Many of the breaches of the past ten years have taken advantage of weak or nonexistent security settings. Conversely, for example, companies that configured their Docker application to the CIS recommended security settings for container users and privileges were not as vulnerable to container escape exploits. Arguably, a configuration change prevented many breaches. Security configuration management can make a huge difference in reducing an organization’s vulnerability.

As stated in a previous post:

“As a multi-faceted topic, hardening may overwhelm organizations when designing or amending their security strategy. There are different types of hardening to be aware of, which can be broken down into five key categories.”

Configuration hardening is one of the five types of hardening that are vital to a secure environment.

Customization with SCM

What is SCM, exactly? Security Configuration Management (SCM) is the process of going through your systems’ settings and making sure they are arranged in the most effective way to protect the environment. Every operating system and software product has anywhere from several to thousands of options for how they can behave in different circumstances. 

Tripwire Enterprise (TE) offers many benefits for organizations that seek to improve their security. One benefit is the policy reports feature. Policy reports in TE can be customized, enabling you to include just the hardening tests that you want to enforce easily. For example, the report shown in the following image will only show the sections and tests displayed. If those are the configurations that must be set for the environment, it will display the results of just these tests and not the entire NIST or CIS standard:

This level of compliance is achievable and absolutely necessary. The first thing I tell my customers is to consider following the CIS or NIST sections on audit configuration. Turning on the audit settings so that you’re logging all types of access activity and changes to security settings and other system activity gives you the best chance of being alerted to unusual activity. If you don’t turn on the audit settings (and many of them are turned off by default on Windows and Linux systems), you’re blind to what is actually happening on those systems.

NIST SP 800-53 includes a section named “Auditing and Accountability (AU)” and under that section, “AU-2 Event Logging”.   There are configuration settings for system auditing that should be checked and configured as recommended.   For the CIS Hardening Standards, section “17 Advanced Audit Policy Configuration” has similar advice, which is then broken into several sections for event types. 

The settings for Auditing should all be followed. These are the simplest and most basic settings of configuration hardening because the changes don’t block anything from running and turn on the eyes of the system, so you can now see what’s happening. Yes, having all of the recommended audit settings turned on adds some system load, and years ago, this was a real concern because the logs were kept locally.

But today, you should be sending all logs off-system as soon as they are generated, which can keep the log size smaller so you’re not filling up your local disks. The ability for TE to review the configuration settings and the system’s ability to send events to an external logging system nullifies the old reasons for not logging events.

You can configure your Tripwire Policy Compliance reports to include just this section and ensure your systems show up as “Green” for audit settings.

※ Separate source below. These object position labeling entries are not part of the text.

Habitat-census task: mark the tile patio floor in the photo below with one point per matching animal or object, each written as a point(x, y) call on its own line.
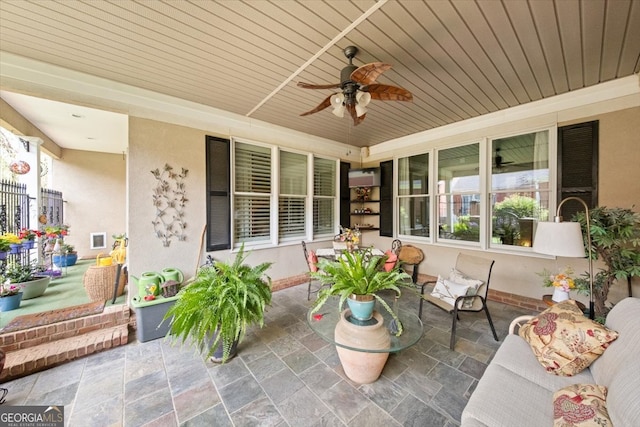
point(284, 375)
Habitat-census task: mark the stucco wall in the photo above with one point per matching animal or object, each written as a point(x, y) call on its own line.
point(152, 144)
point(93, 186)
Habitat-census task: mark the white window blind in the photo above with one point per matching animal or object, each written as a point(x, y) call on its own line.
point(293, 191)
point(324, 192)
point(252, 198)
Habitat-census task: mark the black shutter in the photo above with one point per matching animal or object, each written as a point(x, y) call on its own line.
point(218, 190)
point(386, 198)
point(578, 166)
point(345, 195)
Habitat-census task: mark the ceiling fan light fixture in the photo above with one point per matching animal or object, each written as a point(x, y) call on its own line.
point(337, 101)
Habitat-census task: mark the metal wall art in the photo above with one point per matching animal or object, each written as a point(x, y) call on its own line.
point(169, 198)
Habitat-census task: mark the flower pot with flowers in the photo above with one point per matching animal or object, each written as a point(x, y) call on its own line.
point(10, 296)
point(562, 283)
point(28, 277)
point(27, 237)
point(55, 235)
point(15, 243)
point(4, 247)
point(347, 239)
point(67, 257)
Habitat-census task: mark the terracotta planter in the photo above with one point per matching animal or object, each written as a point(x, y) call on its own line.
point(365, 366)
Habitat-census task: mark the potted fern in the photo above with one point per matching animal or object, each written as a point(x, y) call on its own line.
point(215, 309)
point(358, 277)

More customization for your SCM reports

The next phase of customizing your SCM reports would be to apply the “Access Control” sections of NIST 800-53 or the “Account Policies” section of CIS. You can review which of these settings are mandatory for your environment and include those in your reporting.

There are basic settings to apply in this section of the specifications as well, such as renaming the system Guest account, renaming the default Administrator account, and inactive account checking. Others may require a decision based on how you administer your systems, such as “Behavior of the Elevation Prompt for Standard Users.” The secure action to take is to set that to deny all requests. Any users who can work as administrators should already be in an administrative group that allows them to do their job. But if you have an old process that relies on elevating itself, turning this on could break that process.  So, you could need to exclude that check or if you do want to track and document the reason for the exception, create a waiver in TE for that test.

Beyond the basic settings, which will not affect system performance, the next step in customizing SCM is testing any changes that might adversely impact system behavior before engaging them in your production environment. Add configuration settings to the reports to enforce compliance after testing them in your Dev/Test environment. Adding more compliance tests over time is something you should strive for as well. 

Sometimes, the effort to harden a system for security and compliance can seem so overwhelming that it seems impossible. However, hardening is such an important part of your security practice you don’t want to let the size of the task prevent you from getting started.

With Tripwire Enterprise and SCM, the ability to make your systems secure while also adhering to best practices and regulatory requirements becomes much easier.